As part of a quality control process for computer chips, an engineer at a factory randomly samples 212 chips during a week of production to test the current rate of chips with severe defects. She finds that 27 of the chips are defective.
  1. What population is under consideration in the data set?
  2. What parameter is being estimated?
  3. What is the point estimate for the parameter?
  4. What is the name of the statistic we use to measure the uncertainty of the point estimate?
  5. Compute this value for this context.
  6. The historical rate of defects is 10%. Should the engineer be surprised by the observed rate of defects during the current week?
  7. Suppose the true population value was found to be 10%. If we use this proportion to recompute the value in part (e) using \(p = 0.1\) instead of \(\hat{p}\text{,}\) does the resulting value change much?

4. Unexpected expense.

In a random sample of 765 adults in the United States, 322 say they could not cover a $400 unexpected expense without borrowing money or going into debt.
  1. What population is under consideration in the data set?
  2. What parameter is being estimated?
  3. What is the point estimate for the parameter?
  4. What is the name of the statistic we use to measure the uncertainty of the point estimate?
  5. Compute the value from part (d) for this context.
  6. A cable news pundit thinks the value is actually 50%. Should she be surprised by the data?
  7. Suppose the true population value was found to be 40%. If we use this proportion to recompute the value in part (e) using \(p = 0.4\) instead of \(\hat{p}\text{,}\) does the resulting value change much?
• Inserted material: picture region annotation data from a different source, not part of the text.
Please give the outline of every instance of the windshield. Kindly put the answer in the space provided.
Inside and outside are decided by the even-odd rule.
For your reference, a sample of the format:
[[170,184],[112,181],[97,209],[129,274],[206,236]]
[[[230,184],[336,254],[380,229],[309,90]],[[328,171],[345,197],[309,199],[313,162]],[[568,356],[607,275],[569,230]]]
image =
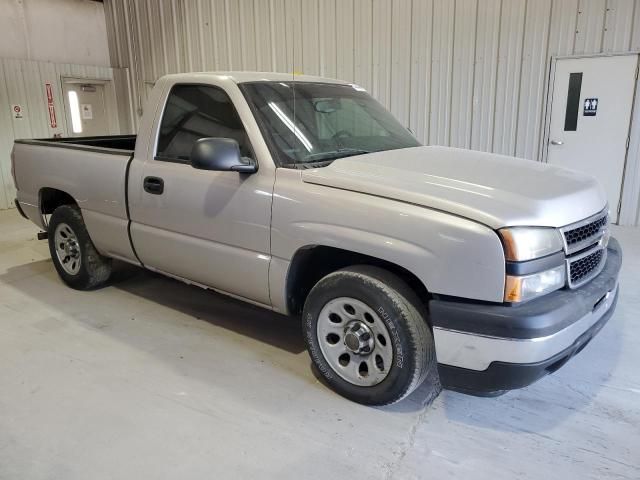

5. Repeated water samples.

A nonprofit wants to understand the fraction of households that have elevated levels of lead in their drinking water. They expect at least 5% of homes will have elevated levels of lead, but not more than about 30%. They randomly sample 800 homes and work with the owners to retrieve water samples, and they compute the fraction of these homes with elevated lead levels. They repeat this 1,000 times and build a distribution of sample proportions.
  1. What is this distribution called?
  2. Would you expect the shape of this distribution to be symmetric, right skewed, or left skewed? Explain your reasoning.
  3. If the proportions are distributed around 8%, what is the variability of the distribution?
  4. What is the formal name of the value you computed in (c)?
  5. Suppose the researchers’ budget is reduced, and they are only able to collect 250 observations per sample, but they can still collect 1,000 samples. They build a new distribution of sample proportions. How will the variability of this new distribution compare to the variability of the distribution when each sample contained 800 observations?

6. Repeated student samples.

Of all freshman at a large college, 16% made the dean’s list in the current year. As part of a class project, students randomly sample 40 students and check if those students made the list. They repeat this 1,000 times and build a distribution of sample proportions.
  1. What is this distribution called?
  2. Would you expect the shape of this distribution to be symmetric, right skewed, or left skewed? Explain your reasoning.
  3. Calculate the variability of this distribution.
  4. What is the formal name of the value you computed in (c)?
  5. Suppose the students decide to sample again, this time collecting 90 students per sample, and they again collect 1,000 samples. They build a new distribution of sample proportions. How will the variability of this new distribution compare to the variability of the distribution when each sample contained 40 observations?